Versions 1 and 2: Upon successful completion of the course, students will be able to: teach the theory and principles of pediatric advanced life support care, administer PALS (Pediatric Advanced Life Support) courses; possess the knowledge and skills to reduce the risk of the most common causes of cardiac and death in infants and children, identify and treat pediatric patients in a pre-arrest condition; perform resuscitation and provide immediate post resuscitation care in infants and children; apply the concept of being a team leader during the resuscitation of critically ill patients and apply the treatments learned in the algorithm to real life situations; employ leadership ability skills under stress; and teach this course.

Instruction:

Major topics include: administration, teaching and learning in the American Heart Association PALS courses, children with special healthcare needs, trauma and spinal immobilization, rapid sequence intubation, newly born resuscitation, coping with death, toxicology and toxidromes, and sedation of pediatric patient.
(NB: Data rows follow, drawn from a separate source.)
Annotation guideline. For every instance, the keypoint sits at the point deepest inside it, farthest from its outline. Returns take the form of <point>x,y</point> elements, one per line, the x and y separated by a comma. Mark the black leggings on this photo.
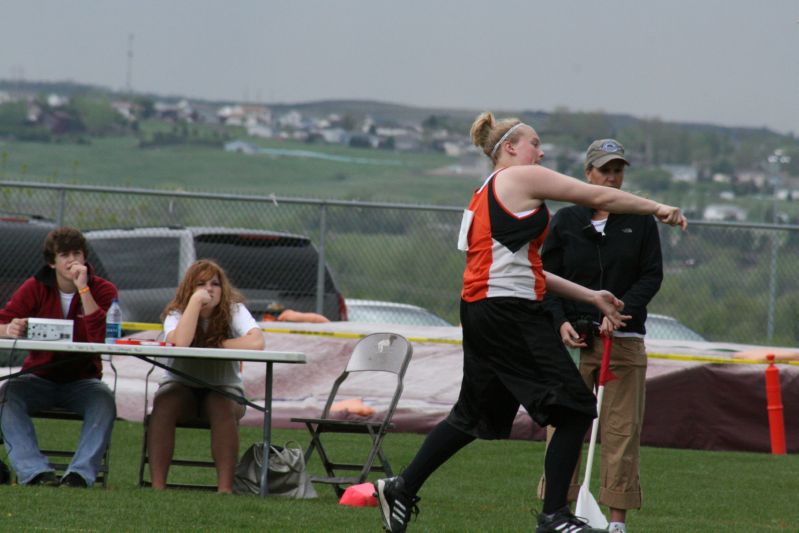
<point>561,457</point>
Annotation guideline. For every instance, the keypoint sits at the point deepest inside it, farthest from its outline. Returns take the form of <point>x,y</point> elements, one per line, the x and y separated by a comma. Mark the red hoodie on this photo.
<point>38,297</point>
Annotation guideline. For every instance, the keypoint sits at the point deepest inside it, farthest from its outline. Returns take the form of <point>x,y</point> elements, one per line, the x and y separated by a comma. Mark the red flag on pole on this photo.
<point>605,374</point>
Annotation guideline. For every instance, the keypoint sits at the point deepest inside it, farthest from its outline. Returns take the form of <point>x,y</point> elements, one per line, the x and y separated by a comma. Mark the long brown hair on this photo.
<point>218,327</point>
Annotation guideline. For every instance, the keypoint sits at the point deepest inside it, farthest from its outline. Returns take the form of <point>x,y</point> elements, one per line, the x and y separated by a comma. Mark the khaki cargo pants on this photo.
<point>621,418</point>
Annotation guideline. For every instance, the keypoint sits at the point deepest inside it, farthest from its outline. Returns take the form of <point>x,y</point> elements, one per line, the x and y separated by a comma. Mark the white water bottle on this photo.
<point>113,323</point>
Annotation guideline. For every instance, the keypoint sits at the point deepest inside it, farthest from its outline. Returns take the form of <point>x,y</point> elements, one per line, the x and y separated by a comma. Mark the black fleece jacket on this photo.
<point>626,261</point>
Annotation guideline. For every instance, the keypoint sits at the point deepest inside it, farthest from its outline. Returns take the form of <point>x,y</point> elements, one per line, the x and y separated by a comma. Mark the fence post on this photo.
<point>772,286</point>
<point>62,200</point>
<point>320,267</point>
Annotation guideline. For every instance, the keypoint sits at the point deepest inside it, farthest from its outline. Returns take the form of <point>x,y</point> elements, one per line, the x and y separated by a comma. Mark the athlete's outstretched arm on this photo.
<point>607,303</point>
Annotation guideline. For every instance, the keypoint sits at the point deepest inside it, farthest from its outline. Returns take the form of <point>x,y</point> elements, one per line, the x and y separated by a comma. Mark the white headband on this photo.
<point>505,137</point>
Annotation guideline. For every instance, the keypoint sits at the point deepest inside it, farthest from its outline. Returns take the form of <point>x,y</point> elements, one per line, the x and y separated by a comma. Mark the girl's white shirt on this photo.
<point>225,374</point>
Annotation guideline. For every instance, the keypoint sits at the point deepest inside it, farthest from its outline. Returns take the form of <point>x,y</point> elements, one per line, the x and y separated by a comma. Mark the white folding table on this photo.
<point>147,352</point>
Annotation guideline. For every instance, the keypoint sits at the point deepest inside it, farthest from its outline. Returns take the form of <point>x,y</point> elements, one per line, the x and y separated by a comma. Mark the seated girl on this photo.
<point>207,312</point>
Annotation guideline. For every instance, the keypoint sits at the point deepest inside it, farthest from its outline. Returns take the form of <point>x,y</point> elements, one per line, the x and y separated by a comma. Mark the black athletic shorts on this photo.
<point>513,356</point>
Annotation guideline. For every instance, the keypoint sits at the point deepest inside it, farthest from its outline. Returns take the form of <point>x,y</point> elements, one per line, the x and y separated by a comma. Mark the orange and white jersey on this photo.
<point>502,247</point>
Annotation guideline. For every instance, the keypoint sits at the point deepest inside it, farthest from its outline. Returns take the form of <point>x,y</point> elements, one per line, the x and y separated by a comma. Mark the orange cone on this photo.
<point>776,423</point>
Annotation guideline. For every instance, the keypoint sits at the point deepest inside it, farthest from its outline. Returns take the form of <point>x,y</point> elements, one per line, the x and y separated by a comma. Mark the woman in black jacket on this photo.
<point>621,254</point>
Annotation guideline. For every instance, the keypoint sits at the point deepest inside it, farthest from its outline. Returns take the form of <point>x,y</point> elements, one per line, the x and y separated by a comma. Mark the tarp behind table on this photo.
<point>688,404</point>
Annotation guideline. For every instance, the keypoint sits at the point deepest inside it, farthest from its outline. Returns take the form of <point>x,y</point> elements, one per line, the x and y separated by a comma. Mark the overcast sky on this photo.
<point>728,62</point>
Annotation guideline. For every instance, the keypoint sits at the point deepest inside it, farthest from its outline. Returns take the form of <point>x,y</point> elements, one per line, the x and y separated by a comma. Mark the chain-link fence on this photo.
<point>729,281</point>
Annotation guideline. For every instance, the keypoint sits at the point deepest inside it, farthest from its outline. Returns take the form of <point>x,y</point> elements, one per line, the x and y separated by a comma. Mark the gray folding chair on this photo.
<point>380,353</point>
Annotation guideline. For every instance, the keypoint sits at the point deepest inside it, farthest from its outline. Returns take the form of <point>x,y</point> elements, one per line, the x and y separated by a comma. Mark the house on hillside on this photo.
<point>683,173</point>
<point>181,110</point>
<point>241,147</point>
<point>724,212</point>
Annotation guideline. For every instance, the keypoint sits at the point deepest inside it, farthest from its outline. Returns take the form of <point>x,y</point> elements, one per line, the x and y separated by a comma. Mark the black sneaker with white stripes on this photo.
<point>395,504</point>
<point>563,521</point>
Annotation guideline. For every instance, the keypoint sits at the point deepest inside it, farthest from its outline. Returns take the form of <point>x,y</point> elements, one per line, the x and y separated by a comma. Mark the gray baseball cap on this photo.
<point>602,151</point>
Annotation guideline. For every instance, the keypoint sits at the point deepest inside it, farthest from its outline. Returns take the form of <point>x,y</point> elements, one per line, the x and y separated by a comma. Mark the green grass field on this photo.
<point>488,486</point>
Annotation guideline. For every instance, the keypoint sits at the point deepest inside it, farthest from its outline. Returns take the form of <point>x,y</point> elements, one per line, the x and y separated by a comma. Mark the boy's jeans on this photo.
<point>26,394</point>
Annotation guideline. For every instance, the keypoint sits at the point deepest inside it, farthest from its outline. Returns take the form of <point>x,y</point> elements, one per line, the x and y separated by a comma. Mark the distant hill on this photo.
<point>708,147</point>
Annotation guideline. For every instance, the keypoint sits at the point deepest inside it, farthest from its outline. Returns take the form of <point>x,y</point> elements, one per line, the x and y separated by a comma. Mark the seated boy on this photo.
<point>65,288</point>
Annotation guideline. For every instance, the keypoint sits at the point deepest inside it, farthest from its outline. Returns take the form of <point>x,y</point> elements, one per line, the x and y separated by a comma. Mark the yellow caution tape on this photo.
<point>347,335</point>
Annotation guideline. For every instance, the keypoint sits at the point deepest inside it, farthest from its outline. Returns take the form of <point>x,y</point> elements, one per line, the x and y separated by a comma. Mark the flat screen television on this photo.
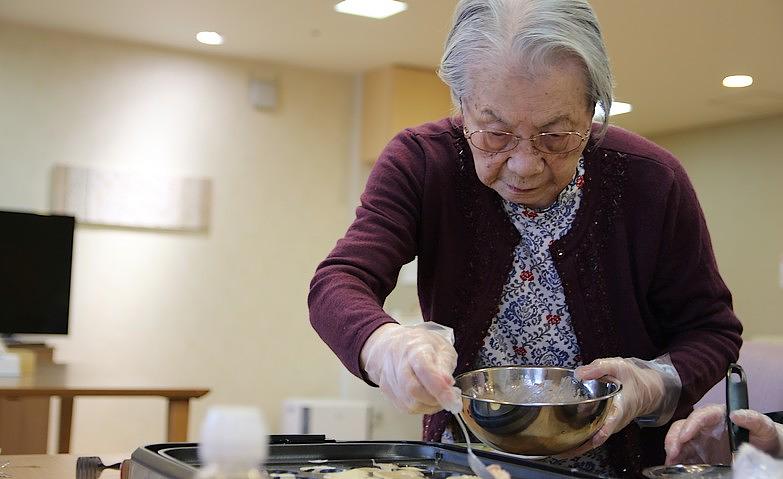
<point>35,273</point>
Methods of instruction include: lecture, discussion, classroom exercises, audio/visual materials, observation and student presentation.

Credit recommendation:

Version 1: In the lower division baccalaureate/associate degree category OR in the upper division baccalaureate degree category, 1 semester hour in Educational Methods, Health Science, Emergency Medical Services Administration, or Fire Science Administration (9/03 - review conducted by the American Council on Education) (10/07) (6/11 revalidation) (7/16 revalidation). Version 2: In the lower baccalaureate/associate degree category, 1 semester hour in Emergency Medical Services, Health Science, or Physical Education (6/21 revalidation). NOTE (Versions 1 and 2): Advanced Cardiac Life Support (ACLS) Instructor (INS 400), Certified Instructor Coordinator (INS 302), Certified Lab Instructor (INS 300),  CPR Instructor (INS 200), and Pediatric Advanced Life Support (PALS) Instructor (INS 401) overlap in content. The maximum credit recommendation for any combination of these courses is 3 semester hours.